Tributary of Big Piney Creek in Arkansas, US

Hurricane Creek is a tributary to the Big Piney Creek, a river in Ozark-St. Francis National Forest in the state of Arkansas, which is a tributary of the Arkansas River and which is, in turn, part of the Mississippi River System. It is managed by the United States Forest Service and categorized as one of the Wild and Scenic Rivers of the United States.

== Location ==
Hurricane Creek is in Johnson and Newton counties of northwestern Arkansas, on the Buffalo Ranger District, in Ozark National Forest. Deer, Corwell, and Pelsor are the unincorporated communities in the region. It is about 40 miles to the north of Russelville and 3 miles west of Pelsor. Hurricane Creek has a mean discharge of 342 cubic feet per second.

=== Access ===
FDR 1208 west of Scenic Byway 7, north of Pelsor/Sand Gap provides primary access to Hurricane Creek.
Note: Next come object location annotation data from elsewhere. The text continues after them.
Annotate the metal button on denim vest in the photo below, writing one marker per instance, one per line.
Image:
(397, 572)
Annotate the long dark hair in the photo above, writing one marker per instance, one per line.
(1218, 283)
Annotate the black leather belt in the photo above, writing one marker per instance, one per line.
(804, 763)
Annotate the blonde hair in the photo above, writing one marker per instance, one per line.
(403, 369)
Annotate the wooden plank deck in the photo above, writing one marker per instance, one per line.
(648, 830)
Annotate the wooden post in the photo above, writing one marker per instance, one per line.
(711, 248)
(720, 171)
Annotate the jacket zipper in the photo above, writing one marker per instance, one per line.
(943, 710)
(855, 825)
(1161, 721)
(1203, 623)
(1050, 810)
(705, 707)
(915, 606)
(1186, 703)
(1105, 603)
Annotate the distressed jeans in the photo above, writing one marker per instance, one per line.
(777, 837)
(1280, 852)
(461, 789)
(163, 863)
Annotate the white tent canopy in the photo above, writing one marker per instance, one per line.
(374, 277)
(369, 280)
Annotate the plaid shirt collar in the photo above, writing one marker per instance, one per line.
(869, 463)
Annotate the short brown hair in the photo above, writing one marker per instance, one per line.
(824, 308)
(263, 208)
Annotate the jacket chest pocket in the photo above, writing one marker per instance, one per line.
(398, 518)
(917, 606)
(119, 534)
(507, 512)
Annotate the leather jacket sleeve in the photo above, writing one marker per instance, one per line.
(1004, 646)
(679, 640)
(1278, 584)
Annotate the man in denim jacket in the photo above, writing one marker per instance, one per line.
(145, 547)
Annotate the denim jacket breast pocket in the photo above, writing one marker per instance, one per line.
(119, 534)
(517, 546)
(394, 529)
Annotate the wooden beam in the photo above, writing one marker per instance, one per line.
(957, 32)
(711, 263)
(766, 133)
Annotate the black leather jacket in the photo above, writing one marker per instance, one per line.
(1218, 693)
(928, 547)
Another access is FDR 1202/1209 from the community of Deer east and south of Highway 16. This goes to the old community of Chancel where Buck Branch enters Hurricane. It is also accessible via FDR 1002 coursing north from the Fort Douglas bridge to the junction of Hurricane and Big Piney Creek.

== Hurricane Creek Wilderness ==
The creek is 15.5 miles in length, of which 2.4 miles is classified as wild and 13.1 miles as scenic. It flows through the Hurricane Creek Wilderness, established by the 1984 Arkansas Wilderness Act. It comprises 15,177 acres of land in the Boston Mountains.

The mountains in the area are all actually plateaus, with elevation of 2,200 feet and above. The bluffs, some over 100 feet high, are made of limestone and sandstone.

Trees include second and third-growth oak and hickory, and shortleaf pine. The shrubbery consists mainly of dogwood, serviceberry, and witch hazel.